Bunlardan ilki de Osman Nuri Eralp’in Başka Dünyalarda Canlı Mahlukat Var Mıdır? adlı kitabıdır.

OSMAN NURİ ERALP HAKKINDA Osman Nuri Eralp, 1876 yılında İstanbul’da dünyaya geldi.

Bakteriyolog ve veteriner olan Eralp, yükseköğrenimini Mekteb-i Tıbbiye-i Mülkiye’de tamamladı.

Daha sonra Paris’teki Sorbonne Üniversitesi’nde ve Instituté Pasteur’de öğrenim gördü.

Tüberküloz, tüberkülin, şarbon, sığır vebası, kolera, gonokok, frengi, sütte yaşayan ve sütle diğer mikroorganizmalara bulaşan diğer bakteriyel hastalıklar üzerine çalışmıştır. 1940 yılında İstanbul’da hayatını kaybetmiştir.

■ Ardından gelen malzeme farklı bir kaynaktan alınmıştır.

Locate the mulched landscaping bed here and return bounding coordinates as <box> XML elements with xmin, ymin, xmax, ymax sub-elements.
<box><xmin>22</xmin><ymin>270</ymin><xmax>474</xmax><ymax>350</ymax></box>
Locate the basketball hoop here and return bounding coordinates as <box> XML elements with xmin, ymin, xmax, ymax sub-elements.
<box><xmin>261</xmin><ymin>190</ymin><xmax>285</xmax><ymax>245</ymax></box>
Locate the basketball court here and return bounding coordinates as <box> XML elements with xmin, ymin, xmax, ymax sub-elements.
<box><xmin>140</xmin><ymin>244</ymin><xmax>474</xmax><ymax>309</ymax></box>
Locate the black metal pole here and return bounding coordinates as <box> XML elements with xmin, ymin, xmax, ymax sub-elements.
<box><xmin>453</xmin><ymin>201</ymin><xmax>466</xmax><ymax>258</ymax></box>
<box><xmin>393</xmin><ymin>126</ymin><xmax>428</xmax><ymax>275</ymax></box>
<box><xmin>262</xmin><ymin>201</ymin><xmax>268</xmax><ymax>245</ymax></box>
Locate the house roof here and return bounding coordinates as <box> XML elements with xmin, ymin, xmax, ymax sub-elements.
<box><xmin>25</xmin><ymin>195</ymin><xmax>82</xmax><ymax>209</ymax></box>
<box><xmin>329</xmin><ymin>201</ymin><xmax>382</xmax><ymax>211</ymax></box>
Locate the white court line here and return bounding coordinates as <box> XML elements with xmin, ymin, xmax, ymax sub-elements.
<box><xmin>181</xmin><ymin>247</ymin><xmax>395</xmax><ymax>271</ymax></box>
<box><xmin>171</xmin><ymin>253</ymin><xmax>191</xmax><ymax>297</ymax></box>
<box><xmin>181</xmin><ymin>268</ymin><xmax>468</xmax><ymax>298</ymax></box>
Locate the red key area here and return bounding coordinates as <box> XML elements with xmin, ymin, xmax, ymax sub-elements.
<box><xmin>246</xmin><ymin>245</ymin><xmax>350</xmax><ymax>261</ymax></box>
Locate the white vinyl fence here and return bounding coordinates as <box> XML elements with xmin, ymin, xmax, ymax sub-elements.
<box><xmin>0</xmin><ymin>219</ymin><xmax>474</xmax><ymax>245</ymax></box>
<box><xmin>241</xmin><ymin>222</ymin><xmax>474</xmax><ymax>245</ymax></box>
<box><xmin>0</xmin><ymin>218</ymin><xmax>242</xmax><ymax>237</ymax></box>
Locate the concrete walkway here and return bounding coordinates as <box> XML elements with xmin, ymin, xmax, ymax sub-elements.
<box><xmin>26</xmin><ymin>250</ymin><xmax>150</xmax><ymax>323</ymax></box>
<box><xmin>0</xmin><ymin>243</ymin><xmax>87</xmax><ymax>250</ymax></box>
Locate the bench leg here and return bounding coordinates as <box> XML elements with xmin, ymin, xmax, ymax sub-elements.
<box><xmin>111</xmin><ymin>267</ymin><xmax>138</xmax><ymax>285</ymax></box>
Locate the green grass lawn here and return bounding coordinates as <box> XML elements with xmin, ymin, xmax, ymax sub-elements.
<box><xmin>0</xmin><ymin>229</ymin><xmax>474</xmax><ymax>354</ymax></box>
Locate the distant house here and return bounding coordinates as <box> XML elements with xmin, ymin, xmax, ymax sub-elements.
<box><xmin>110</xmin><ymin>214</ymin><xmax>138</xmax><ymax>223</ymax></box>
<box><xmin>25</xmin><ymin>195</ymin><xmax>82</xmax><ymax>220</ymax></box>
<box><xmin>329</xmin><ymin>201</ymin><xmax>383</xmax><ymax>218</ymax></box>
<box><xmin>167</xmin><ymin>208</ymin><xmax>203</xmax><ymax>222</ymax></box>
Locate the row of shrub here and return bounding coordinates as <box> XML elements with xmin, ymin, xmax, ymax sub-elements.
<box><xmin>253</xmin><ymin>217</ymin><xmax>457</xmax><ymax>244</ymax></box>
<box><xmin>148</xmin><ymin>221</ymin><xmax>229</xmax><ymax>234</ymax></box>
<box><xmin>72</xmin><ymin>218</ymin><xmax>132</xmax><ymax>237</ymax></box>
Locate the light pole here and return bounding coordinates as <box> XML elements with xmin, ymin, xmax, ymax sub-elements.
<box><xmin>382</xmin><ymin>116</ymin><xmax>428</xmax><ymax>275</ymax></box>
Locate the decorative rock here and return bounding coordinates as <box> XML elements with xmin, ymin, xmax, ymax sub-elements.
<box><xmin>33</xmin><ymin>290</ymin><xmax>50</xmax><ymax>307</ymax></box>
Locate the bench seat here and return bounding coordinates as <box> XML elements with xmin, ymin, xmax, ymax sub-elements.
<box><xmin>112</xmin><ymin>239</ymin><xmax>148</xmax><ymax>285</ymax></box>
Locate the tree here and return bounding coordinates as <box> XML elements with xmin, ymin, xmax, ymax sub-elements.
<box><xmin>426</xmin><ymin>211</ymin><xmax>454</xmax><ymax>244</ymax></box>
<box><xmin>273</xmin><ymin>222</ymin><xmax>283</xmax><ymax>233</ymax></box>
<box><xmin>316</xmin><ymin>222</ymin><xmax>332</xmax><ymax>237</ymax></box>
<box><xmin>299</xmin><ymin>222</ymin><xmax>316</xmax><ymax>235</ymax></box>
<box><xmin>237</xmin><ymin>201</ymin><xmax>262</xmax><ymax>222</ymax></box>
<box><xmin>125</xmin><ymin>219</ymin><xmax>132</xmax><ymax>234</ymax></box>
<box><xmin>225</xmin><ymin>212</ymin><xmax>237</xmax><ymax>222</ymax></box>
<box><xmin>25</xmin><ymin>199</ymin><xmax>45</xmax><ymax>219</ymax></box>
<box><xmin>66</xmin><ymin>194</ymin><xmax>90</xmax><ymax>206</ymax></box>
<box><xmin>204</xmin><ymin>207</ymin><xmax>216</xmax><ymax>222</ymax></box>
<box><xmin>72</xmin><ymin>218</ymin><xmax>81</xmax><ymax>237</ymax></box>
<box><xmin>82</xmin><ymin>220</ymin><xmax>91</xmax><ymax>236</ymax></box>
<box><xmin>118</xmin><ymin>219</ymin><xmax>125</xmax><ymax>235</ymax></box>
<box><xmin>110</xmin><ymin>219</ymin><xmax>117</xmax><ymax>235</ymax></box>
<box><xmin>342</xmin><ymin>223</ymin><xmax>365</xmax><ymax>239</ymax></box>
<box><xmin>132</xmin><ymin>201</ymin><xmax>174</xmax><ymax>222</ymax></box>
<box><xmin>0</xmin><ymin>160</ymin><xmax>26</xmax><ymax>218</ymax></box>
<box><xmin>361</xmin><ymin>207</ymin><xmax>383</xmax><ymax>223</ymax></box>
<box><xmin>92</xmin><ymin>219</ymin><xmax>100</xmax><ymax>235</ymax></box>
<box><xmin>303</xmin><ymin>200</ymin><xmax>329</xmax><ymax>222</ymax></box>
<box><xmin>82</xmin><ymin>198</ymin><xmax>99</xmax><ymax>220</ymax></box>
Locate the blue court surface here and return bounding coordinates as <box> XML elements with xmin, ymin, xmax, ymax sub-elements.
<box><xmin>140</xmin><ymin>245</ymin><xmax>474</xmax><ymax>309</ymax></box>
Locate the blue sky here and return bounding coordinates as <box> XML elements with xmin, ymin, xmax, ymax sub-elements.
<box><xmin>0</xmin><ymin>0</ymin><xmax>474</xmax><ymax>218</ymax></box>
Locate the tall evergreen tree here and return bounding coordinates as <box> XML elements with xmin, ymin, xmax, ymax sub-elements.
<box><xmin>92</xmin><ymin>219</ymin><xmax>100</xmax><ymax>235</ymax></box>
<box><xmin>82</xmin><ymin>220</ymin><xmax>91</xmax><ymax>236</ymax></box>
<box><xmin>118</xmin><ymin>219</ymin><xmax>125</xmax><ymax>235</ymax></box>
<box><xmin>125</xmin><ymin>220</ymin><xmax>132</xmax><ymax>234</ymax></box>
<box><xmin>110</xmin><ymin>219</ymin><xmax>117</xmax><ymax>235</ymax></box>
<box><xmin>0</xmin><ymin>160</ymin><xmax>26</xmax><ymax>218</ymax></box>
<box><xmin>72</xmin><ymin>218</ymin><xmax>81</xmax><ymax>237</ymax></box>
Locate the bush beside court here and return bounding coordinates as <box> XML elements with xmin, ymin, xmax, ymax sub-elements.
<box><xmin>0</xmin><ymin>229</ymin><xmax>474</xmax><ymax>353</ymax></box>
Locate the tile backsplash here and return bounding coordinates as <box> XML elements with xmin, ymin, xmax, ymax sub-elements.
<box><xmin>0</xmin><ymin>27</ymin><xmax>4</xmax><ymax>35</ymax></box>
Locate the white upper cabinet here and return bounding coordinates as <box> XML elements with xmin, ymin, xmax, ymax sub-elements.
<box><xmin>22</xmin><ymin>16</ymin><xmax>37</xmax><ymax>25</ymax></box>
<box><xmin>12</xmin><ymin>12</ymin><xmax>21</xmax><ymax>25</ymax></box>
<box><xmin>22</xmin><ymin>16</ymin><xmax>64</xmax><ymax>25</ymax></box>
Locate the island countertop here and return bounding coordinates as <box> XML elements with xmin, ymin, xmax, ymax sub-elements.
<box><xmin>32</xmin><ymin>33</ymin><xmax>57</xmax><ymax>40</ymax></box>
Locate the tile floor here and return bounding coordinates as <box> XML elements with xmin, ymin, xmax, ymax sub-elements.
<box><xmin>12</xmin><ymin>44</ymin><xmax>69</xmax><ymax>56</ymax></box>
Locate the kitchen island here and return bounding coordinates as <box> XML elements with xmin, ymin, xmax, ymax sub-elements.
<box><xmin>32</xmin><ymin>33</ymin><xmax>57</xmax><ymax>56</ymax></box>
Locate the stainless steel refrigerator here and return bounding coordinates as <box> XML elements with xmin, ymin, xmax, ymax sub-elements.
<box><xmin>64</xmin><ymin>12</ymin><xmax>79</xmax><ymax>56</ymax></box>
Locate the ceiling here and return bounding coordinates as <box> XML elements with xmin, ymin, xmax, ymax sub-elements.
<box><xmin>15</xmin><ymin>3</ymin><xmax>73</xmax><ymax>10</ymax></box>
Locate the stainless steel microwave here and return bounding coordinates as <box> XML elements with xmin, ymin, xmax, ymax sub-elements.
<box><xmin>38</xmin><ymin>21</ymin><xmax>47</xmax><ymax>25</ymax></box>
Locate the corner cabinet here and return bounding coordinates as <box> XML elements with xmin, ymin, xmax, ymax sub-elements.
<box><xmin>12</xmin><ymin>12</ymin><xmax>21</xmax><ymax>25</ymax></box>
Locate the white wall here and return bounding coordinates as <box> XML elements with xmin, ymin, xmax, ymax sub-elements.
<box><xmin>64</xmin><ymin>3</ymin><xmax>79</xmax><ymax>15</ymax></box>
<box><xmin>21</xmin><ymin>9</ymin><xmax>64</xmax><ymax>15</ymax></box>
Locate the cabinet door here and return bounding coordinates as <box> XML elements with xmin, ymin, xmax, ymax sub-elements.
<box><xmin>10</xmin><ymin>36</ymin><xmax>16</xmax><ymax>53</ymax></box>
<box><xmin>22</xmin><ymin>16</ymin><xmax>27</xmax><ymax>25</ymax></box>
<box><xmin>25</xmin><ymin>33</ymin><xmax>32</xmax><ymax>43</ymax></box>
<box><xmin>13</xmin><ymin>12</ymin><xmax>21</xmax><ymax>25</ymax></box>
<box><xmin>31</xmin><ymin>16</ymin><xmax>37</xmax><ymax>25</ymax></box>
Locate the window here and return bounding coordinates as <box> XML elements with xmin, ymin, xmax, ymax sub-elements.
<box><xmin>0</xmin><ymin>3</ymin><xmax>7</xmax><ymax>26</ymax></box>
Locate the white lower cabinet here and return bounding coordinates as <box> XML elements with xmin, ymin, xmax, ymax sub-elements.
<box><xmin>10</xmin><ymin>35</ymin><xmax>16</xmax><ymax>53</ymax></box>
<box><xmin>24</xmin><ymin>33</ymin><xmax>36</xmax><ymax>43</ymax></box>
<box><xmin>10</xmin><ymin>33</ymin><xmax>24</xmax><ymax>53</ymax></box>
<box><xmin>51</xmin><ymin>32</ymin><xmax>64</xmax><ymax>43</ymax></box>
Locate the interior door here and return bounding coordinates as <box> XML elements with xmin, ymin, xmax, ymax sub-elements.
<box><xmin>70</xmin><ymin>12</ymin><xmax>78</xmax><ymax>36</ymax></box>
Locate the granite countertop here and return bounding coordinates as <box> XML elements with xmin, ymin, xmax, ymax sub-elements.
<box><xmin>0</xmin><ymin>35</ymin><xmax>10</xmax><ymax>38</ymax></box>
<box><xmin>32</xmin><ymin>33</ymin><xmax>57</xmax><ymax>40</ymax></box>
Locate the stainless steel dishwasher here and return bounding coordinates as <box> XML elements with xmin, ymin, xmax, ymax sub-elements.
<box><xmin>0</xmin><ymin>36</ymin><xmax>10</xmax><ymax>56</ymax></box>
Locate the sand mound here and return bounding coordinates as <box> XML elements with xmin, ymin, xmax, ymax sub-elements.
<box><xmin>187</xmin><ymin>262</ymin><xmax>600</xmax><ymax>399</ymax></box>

BAŞKA DÜNYADA YAŞAMI ARAYAN İLK KİTAP Başka Dünyalarda Canlı Mahlukat Var Mıdır? adlı kitap fizik, kimya, biyoloji bilimlerinin bakış açısınca dünya dışı gezegenlerde gerekli hayat şartlarının olup olmadığını sorguladığı bir eserdir.

Olay çevresinde gelişen bir metin olmasa dahi çeşitli bilimsel verilere dayanarak Güneş sistemimizdeki gezegenlerde yaşam olsa nasıl olur sorusunun cevabını arayan bilimkurgusal bir eserdir.

Bu kitap h 1334 / m 1918 yılında yayımlanmış olup İstanbul’da, Şirket-i Mürettibiye Matbaası’nca basılmıştır. 59 sayfadan oluşan kitap çeşitli başlıklar içermektedir.

ARZDA VE AVALİMDE HAYAT MESELESİ Bu bölüme Osman Nuri, şu sorularla başlıyor: Başka dünyalarda mahlukat var mıdır?

Oralarda da yaşayıcı, döğüşçü, öldürücü uzviyat bulunur mu?

Yoksa oralarda başka başka aşk ve sevda, zevk ve safa mı, başka başka ilim ve irfan, medeniyet ve sınai, hasılı oralarda akl-ı beşerin ihata edemediği mevcudat mı var?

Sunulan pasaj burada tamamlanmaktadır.